Deep interdiction can be successful only if targets are correctly identified and if the industrial infrastructure necessary for the production of mortars and shells is part of the Jaffna economy. The problem, however, is that this industrial infrastructure that is necessary for metal casting, making of moulds, precision lathes etc is located in Tamilnadu.

Although camps had been on many occasions correctly identified they were more often than not bombed days after the Tigers vacated them. This rotation system of setting up camps in the peninsula has posed difficulties for aerial interdiction.

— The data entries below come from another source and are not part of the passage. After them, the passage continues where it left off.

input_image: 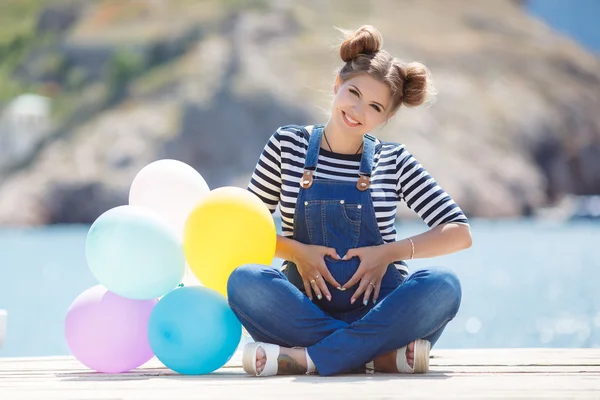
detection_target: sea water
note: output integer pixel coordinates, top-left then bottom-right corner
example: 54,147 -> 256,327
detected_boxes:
0,220 -> 600,357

The often declared curfew in Kilinochchi is obviously for the possible aerial interdiction of LTTE’s lines of communication with the battlefront since Kilinochchi’s open spaces roads on irrigation bunds and channel banks can drastically expose and jeopardize Tiger supplies through t he district. But this tactical interdiction’s succss is possible only under the following conditions that Tiger supplies of men and material emanate from Jaffna; that the supplies are large; that they send convoys during the day when detection is possible as a result of the curfew which would preclude the possibility of civilian transport. Deep interdiction may seriously affect the LTTE when it launches a full fledged conventional ware dependent on an economic and industrial infrastructure located in the north. But that may never be because of the Tamilnadu factor. The LTTE rear base where its basic war material is secured is still Tamilnadu. Hence tactical interdiction may play a more crucial role in the future use of air power for coercive leverage.